Rappelons qu’en droit français, la pratique des ventes avec primes est prohibée, à l’exception des ventes avec primes de faible valeur ne dépassant pas un certain seuil. La Cour d’appel de Paris était saisie d’une affaire dans laquelle il était reproché à France Telecom de subordonner l’accès à sa chaîne Orange Foot à la souscription d’un abonnement Internet haut débit Orange. La Cour, après avoir indiqué que les ventes liées ou subordonnées sont des pratiques commerciales au sens de la directive, a constaté que les offres subordonnées ne font pas parties de la liste exhaustive des pratiques commerciales déloyales figurant dans la directive 2005/29/CE du 11 mai 2005 et jugé que la pratique commerciale mise en cause n’était ni trompeuse ni agressive. Interprétant le droit français à la lumière des prescriptions de la directive, selon lesquelles ce type de pratique doit être apprécié au cas par cas, la Cour a considéré que France Télécom n’avait pas commis d’infraction.

Il est à noter que le même raisonnement a été repris par la suite dans une décision du Tribunal de Grande Instance de Bobigny du 15 mai 2009, à propos de la vente d’ordinateurs avec des logiciels préinstallés.
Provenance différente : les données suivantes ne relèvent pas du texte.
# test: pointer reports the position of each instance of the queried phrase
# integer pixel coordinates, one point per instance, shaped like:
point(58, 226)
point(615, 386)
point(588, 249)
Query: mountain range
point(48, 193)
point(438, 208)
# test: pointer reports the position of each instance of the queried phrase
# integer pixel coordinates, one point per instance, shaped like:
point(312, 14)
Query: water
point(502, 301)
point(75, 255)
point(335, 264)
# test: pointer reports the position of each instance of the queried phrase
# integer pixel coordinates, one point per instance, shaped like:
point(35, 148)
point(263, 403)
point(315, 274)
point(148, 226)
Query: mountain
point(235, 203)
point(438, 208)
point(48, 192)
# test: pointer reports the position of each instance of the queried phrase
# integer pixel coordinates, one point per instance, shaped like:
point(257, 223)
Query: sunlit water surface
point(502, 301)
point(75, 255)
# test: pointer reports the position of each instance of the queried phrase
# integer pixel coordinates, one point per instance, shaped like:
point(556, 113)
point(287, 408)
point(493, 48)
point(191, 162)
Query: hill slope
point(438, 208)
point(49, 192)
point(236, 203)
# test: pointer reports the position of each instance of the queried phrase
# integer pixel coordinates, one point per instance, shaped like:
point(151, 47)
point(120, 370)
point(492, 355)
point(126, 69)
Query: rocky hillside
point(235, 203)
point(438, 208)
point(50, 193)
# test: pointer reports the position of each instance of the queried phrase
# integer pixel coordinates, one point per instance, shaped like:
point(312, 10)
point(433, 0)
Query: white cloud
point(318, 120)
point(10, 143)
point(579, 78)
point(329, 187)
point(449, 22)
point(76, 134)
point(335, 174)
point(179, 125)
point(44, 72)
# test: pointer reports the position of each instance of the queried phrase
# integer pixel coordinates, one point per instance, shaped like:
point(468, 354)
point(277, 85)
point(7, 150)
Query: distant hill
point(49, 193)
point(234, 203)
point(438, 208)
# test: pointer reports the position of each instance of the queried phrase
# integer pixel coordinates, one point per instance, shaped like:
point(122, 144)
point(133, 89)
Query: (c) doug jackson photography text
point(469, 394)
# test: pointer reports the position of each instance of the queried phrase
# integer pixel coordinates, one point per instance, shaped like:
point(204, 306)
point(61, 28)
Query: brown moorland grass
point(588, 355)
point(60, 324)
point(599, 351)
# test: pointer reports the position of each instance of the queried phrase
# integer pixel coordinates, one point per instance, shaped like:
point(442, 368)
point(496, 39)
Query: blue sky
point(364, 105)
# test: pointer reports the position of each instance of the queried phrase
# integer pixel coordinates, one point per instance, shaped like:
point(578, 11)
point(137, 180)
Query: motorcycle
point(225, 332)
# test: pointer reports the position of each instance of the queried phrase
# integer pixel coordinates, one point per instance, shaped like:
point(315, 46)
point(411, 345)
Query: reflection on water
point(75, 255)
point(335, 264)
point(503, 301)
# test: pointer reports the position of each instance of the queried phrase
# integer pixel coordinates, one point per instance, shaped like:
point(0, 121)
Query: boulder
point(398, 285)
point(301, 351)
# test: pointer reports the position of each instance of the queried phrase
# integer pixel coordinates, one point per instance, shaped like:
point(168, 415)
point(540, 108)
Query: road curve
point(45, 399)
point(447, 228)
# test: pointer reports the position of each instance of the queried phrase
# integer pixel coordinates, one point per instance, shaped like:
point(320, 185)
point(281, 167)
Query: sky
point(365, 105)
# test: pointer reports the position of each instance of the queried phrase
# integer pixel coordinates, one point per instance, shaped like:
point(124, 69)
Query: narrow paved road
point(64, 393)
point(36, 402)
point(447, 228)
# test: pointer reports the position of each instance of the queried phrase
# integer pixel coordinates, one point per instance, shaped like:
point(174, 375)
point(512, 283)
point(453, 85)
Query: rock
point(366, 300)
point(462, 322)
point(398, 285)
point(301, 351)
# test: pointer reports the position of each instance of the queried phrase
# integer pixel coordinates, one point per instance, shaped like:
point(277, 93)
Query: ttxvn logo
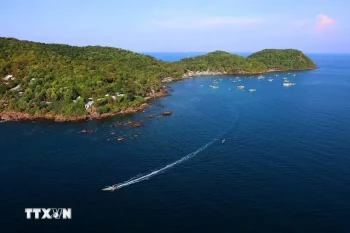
point(49, 213)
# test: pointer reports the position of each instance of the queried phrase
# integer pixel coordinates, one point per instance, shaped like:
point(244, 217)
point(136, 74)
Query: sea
point(284, 165)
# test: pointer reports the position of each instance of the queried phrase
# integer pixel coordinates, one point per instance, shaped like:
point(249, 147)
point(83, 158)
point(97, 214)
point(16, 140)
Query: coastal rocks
point(17, 116)
point(123, 137)
point(130, 123)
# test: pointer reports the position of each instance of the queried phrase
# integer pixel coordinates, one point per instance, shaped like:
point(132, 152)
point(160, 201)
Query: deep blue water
point(283, 168)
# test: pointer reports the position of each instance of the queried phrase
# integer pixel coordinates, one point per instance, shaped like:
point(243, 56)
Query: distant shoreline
point(22, 116)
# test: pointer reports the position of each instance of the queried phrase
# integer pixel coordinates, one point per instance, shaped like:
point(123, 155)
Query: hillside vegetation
point(223, 62)
point(283, 59)
point(57, 79)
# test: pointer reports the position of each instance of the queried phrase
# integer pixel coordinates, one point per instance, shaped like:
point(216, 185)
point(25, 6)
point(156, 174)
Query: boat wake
point(137, 179)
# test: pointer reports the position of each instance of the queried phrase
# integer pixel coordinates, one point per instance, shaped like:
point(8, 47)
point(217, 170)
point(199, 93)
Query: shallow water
point(283, 168)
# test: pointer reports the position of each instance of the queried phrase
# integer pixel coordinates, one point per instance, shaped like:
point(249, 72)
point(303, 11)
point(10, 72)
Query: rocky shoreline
point(92, 112)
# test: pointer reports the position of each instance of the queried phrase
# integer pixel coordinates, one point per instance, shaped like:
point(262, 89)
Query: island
point(63, 82)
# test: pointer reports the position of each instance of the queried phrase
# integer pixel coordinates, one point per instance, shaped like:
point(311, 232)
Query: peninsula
point(62, 82)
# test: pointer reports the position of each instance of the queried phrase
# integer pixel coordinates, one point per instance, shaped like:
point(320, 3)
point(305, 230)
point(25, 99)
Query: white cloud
point(210, 22)
point(323, 21)
point(300, 23)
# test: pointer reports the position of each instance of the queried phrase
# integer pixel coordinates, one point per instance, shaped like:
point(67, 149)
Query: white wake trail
point(148, 176)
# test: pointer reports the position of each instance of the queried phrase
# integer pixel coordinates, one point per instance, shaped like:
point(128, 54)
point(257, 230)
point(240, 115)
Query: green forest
point(58, 79)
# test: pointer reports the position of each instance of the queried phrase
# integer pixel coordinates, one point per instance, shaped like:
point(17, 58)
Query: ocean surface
point(284, 167)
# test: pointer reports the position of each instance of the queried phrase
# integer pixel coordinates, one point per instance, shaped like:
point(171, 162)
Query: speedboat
point(288, 84)
point(110, 188)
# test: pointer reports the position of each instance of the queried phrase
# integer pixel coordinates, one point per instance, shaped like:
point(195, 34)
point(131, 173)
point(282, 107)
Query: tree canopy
point(59, 79)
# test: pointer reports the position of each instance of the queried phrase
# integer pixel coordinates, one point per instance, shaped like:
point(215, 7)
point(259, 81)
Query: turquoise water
point(283, 168)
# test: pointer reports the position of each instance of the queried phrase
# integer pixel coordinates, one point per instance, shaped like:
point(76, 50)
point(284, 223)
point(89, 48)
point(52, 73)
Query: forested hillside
point(56, 79)
point(283, 59)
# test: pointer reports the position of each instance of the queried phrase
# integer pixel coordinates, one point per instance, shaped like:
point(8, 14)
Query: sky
point(313, 26)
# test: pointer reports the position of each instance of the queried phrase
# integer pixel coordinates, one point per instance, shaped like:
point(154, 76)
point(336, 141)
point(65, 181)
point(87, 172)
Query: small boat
point(288, 84)
point(110, 188)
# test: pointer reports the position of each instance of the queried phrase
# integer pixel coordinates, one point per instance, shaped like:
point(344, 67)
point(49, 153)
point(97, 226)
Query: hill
point(283, 59)
point(224, 62)
point(65, 82)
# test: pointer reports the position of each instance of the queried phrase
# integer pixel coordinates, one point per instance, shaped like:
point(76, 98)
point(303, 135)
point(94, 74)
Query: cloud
point(300, 23)
point(323, 21)
point(210, 22)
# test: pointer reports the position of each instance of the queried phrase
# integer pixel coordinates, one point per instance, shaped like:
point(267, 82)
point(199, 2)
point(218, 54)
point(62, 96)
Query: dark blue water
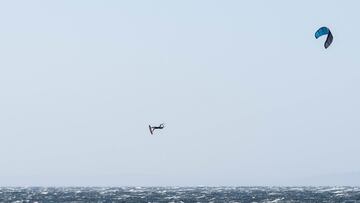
point(181, 194)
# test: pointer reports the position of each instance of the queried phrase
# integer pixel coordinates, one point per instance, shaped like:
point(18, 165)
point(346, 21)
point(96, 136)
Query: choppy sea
point(180, 194)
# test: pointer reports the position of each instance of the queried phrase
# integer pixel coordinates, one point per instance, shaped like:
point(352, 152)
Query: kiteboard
point(150, 129)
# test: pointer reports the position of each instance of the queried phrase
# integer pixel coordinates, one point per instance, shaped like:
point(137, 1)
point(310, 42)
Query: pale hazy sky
point(248, 95)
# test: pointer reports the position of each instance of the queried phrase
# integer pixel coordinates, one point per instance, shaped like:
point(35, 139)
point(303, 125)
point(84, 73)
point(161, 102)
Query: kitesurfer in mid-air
point(152, 128)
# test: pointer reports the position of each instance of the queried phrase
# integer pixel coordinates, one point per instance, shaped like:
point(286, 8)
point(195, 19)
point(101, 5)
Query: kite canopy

L’application des principes dégagés par la CJUE, telle que confirmés dans l’arrêt rendu par cette dernière le 14 janvier 2010, est donc de nature à remettre en cause une partie du droit de la consommation français, en contraignant le juge à vérifier au cas par cas le caractère agressif et non diligent des campagnes de marketing litigieuses. Cette situation devrait permettre des pratiques auparavant exclues. Mais elle rend aussi plus subjective l’analyse des risques encourus, car l’appréciation du caractère agressif ou non d’une opération promotionnelle n’est pas nécessairement évidente.